MegaTTS3
MegaTTS3 is an open-source lightweight and efficient text-to-speech (TTS) synthesis system developed by ByteDance. Its main features include:
- Lightweight and Efficient: The backbone network of TTS Diffusion Transformer has only 0.45B parameters.
- High-Quality Voice Cloning: It has excellent voice cloning capabilities, capable of generating similar voices based on provided audio samples.
- Bilingual Support: Supports Chinese and English, as well as mixed-language contexts.
- Controllability: Supports accent intensity control and plans to support more precise pronunciation/duration adjustments.
The project also includes other useful sub-modules, such as:
- Aligner: A speech-text alignment model that can be used for tasks like dataset filtering, speech segmentation, and phoneme recognition.
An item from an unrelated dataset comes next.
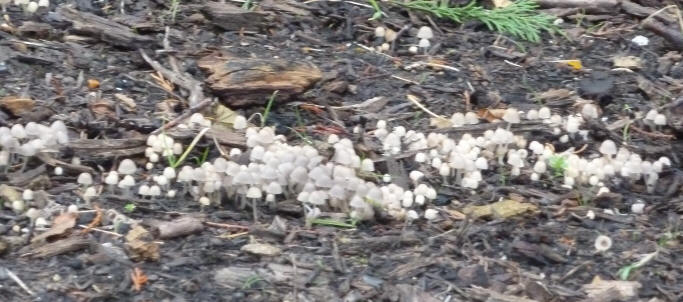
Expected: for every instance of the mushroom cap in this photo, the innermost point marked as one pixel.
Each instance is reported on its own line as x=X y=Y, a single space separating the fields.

- Grapheme-to-Phoneme Model: A grapheme-to-phoneme conversion model.
- WaveVAE: A waveform VAE used to compress speech into low-dimensional acoustic latent variables, which can serve as training targets for speech synthesis models or be used for speech conversion.
In summary, MegaTTS3 is a powerful and flexible TTS system with high-quality voice cloning capabilities and bilingual support, while also providing a series of useful tools to support speech processing tasks.